A DataFrame can be created either implicitly or explicitly from a regular RDD. See the code examples below and the Spark SQL programming guide for examples.
Columns in a DataFrame are named. The code examples below use names such as “text,” “features,” and “label.”
Pipeline components
转换器是一个抽象概念,他包括特征转换和模型学习,继承transform方法,这个方法可以将一个DataFrame转换成另一个,通常为添加一列或者多个列。如
(1) 一个特征转换对于DataFrame的操作可能为,读取一个列,将他映射成为一个新的列,然后输出一个新的DataFrame。
(2) 一个模型学习对于DataFrame的操作可能为,读取包含一组特征的列,然后预测结果,最后将添加预测结果的新数据输出为一个DataFrame。
A Transformer is an abstraction that includes feature transformers and learned models. Technically, a Transformer,implements a method transform(), which converts one DataFrame into another, generally by appending one or more columns. For example:
• A feature transformer might take a DataFrame, read a column (e.g., text), map it into a new column (e.g., feature vectors), and output a new DataFrame with the mapped column appended.
• A learning model might take a DataFrame, read the column containing feature vectors, predict the label for each feature vector, and output a new DataFrame with predicted labels appended as a column.
Estimators
预测器是学习算法或者其他算法的抽象,用来训练数据。预测器继承fit方法,可以接收一个DataFrame输入,然后产出一个模型。例如,像逻辑回归算法是一种预测,调用fit方法来训练一个逻辑回归模型。
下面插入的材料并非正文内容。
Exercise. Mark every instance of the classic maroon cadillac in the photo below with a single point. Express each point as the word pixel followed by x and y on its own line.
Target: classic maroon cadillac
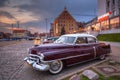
pixel 69 49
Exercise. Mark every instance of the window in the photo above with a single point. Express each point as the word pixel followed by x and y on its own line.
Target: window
pixel 80 40
pixel 91 40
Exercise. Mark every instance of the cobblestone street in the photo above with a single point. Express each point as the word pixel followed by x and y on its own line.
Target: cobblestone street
pixel 11 58
pixel 14 68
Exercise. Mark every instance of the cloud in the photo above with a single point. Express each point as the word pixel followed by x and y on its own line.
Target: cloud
pixel 3 3
pixel 4 13
pixel 33 12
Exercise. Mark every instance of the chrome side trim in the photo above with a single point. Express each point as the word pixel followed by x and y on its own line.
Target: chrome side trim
pixel 67 57
pixel 80 62
pixel 94 52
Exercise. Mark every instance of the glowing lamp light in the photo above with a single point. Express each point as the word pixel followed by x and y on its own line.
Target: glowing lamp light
pixel 104 17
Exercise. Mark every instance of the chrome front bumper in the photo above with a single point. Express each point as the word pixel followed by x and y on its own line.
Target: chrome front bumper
pixel 35 65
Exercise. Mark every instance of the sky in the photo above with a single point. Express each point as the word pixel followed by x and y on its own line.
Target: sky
pixel 33 15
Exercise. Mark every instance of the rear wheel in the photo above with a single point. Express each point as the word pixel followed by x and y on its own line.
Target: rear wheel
pixel 102 57
pixel 56 67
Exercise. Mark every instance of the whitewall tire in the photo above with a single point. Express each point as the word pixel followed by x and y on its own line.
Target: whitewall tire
pixel 56 67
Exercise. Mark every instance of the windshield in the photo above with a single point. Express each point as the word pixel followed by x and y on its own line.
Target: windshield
pixel 65 39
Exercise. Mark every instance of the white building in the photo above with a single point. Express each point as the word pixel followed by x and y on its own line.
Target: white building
pixel 105 6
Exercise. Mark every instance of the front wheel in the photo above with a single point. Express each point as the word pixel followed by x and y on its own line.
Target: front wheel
pixel 56 67
pixel 102 57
An Estimator abstracts the concept of a learning algorithm or any algorithm that fits or trains on data. Technically, an Estimator implements a method fit(), which accepts a DataFrame and produces a Model, which is a Transformer. For example, a learning algorithm such as LogisticRegression is an Estimator, and calling fit() trains a LogisticRegressionModel, which is a Model and hence a Transformer.
Properties of pipeline components
Transformer.transform()和 Estimator.fit()都是无状态的。在将来,可能会被有状态的算法替代。每个转换器和预测器都有一个唯一的ID,这在参数调节中很有用处。
Transformer.transform()s and Estimator.fit()s are both stateless. In the future, stateful algorithms may be supported via alternative concepts.
Each instance of a Transformer or Estimator has a unique ID, which is useful in specifying parameters (discussed below).
在机器学习中,很常见的一种现象就是运行一系列的算法来学习数据。例如一个简单的文本执行可能包括以下几步:
(1) 文档分词
(2) 每个词转成向量
(3) 使用向量和标签学习一个预测模型
In machine learning, it is common to run a sequence of algorithms to process and learn from data. E.g., a simple text document processing workflow might include several stages:
• Split each document’s text into words.
• Convert each document’s words into a numerical feature vector.
• Learn a prediction model using the feature vectors and labels.
MLlib represents such a workflow as a Pipeline, which consists of a sequence of PipelineStages (Transformers and Estimators) to be run in a specific order. We will use this simple workflow as a running example in this section.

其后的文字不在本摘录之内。